Enter The Travellers With A Taste For Gossip
The earliest written reference to Anarkali appears not in Mughal archives, but in European travelogues. English trader William Finch, who lived in Lahore between 1608 and 1611, recorded local gossip about Akbar punishing a woman named Anarkali for her affair with Prince Salim. Similar second-hand stories appear in accounts by Edward Terry and Bishop Herbert. Crucially, these were not eyewitness testimonies. They were retellings—stories heard in bazaars, filtered through Orientalist imagination. French historian Alain Desoulières later argued that the Anarkali myth fit perfectly into a colonial narrative: the trope of the “Oriental despot” punishing a defiant woman. After the Revolt of 1857, such stories gained renewed traction, subtly reinforcing imperial ideas of moral superiority.
Imtiaz Ali Taj And The Moment Fiction Took Control
The turning point came in 1922. Lahore-based playwright Imtiaz Ali Taj transformed hearsay into drama with his play Anarkali. Inspired by popular Urdu romances such as Umrao Jaan Ada, Taj crafted a tragic love story between a powerless woman and a powerful prince. Importantly, the original publication carried a clear disclaimer: this was fiction. But the public did not read disclaimers; they remembered emotions. To further anchor the story in the public imagination, Taj asked celebrated artist A. R. Chughtai to paint Anarkali’s portrait for the 1931 edition. For the first time, the faceless legend had a face. From that moment on, Anarkali was no longer a rumour. She was visible.
When Cinema Stepped In And History Stepped Back
Films soon followed. A silent adaptation appeared in 1928, followed by versions in 1935 and 1953. But it was K. Asif’s Mughal-e-Azam that sealed Anarkali’s immortality.

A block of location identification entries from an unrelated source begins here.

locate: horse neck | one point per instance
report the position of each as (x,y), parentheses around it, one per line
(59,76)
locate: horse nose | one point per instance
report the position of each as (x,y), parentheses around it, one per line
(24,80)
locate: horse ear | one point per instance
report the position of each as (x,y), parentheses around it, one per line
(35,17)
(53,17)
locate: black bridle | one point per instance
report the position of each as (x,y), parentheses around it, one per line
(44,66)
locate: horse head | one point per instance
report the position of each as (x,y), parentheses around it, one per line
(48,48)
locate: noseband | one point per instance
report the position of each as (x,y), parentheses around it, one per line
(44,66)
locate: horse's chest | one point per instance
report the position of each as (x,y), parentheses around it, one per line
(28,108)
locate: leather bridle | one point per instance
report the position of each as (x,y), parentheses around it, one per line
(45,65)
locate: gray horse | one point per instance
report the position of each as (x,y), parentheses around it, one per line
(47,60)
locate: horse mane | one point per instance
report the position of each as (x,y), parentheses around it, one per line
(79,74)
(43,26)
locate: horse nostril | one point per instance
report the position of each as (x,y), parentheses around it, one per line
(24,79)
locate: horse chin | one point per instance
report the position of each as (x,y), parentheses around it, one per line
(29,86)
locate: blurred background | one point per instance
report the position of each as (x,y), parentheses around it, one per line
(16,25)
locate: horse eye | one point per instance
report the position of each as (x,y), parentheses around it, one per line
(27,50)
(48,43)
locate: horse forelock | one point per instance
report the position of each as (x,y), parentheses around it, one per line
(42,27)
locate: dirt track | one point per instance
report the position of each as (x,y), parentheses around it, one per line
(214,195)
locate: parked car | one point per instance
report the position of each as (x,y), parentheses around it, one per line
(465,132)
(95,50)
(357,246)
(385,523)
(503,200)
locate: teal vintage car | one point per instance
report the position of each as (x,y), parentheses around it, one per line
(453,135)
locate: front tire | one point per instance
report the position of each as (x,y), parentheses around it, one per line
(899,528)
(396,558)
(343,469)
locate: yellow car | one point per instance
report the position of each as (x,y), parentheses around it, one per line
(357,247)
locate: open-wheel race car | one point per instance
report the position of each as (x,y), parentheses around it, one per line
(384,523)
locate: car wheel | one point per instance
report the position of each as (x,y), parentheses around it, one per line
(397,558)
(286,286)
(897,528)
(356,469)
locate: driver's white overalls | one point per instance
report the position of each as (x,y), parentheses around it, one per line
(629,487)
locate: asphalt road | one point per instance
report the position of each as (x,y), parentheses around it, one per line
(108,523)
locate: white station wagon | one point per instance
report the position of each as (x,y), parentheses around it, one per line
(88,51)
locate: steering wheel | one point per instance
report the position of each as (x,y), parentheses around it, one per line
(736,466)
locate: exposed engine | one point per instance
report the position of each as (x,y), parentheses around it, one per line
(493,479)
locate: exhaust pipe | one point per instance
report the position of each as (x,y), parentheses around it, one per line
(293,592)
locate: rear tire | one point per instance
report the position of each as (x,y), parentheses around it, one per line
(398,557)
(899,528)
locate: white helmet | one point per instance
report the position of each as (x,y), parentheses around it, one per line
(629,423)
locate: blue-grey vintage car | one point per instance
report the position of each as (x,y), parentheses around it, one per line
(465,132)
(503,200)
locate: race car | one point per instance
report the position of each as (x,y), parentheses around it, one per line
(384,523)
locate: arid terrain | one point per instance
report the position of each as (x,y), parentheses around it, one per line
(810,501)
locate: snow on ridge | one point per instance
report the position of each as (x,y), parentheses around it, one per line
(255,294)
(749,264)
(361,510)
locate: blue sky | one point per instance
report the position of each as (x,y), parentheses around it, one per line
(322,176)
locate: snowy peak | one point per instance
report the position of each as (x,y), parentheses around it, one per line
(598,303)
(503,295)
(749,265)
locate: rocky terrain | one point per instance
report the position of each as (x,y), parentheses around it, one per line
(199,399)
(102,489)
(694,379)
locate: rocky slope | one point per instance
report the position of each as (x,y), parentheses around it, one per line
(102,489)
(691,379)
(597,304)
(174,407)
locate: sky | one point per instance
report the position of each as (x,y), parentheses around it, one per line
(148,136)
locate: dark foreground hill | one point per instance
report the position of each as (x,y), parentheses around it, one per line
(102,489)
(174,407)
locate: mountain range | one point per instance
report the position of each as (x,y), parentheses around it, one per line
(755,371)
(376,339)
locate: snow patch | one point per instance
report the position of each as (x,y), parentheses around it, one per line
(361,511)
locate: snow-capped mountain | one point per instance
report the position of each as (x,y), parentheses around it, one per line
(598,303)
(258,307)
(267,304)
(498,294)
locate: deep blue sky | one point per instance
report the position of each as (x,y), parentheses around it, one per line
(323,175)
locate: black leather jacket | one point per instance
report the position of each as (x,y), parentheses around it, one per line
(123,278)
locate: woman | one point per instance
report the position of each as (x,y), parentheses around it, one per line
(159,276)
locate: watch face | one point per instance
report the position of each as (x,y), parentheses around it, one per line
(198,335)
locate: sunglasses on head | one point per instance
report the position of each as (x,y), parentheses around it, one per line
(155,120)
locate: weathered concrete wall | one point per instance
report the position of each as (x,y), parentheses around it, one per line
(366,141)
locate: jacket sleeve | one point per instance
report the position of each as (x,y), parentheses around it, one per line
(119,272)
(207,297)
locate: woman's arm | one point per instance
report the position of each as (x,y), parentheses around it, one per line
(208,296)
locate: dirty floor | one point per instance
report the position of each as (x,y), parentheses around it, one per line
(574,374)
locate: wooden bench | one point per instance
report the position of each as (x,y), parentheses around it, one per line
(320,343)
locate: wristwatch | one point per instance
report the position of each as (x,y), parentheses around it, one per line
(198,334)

With Madhubala’s luminous performance as Anarkali, Dilip Kumar’s conflicted Prince Salim, and Prithviraj Kapoor’s imposing Akbar, the legend turned operatic. Lavish sets, thunderous dialogue, and unforgettable music transformed a speculative story into cultural truth. Interestingly, the film softened the ending. Instead of dying behind brick walls, Anarkali escapes through a secret passage—saved by an emperor who ultimately chooses mercy. That revision made the story not just tragic, but tender.
Why Anarkali Refuses To Disappear
Anarkali survives because her story fulfils several timeless needs. It mirrors the real tension between Akbar and Salim, who indeed fell out dramatically around 1599–1600, even leading to rebellion. It presents love as rebellion, youth as defiance, and power as fragile. Above all, it offers a woman who challenges an empire—not with weapons, but with emotion. Whether she was Nadira Begum, Shari-un-Nissa, Sahib-i-Jamal, or no one at all, Anarkali became a vessel for collective longing. History may not have needed her. Culture did. And so, despite her absence from Mughal records, Anarkali continues to breathe—between a tomb in Lahore, a Persian couplet carved in stone, and a black-and-white film that refuses to age. Sometimes, immortality does not come from truth. It comes from belief.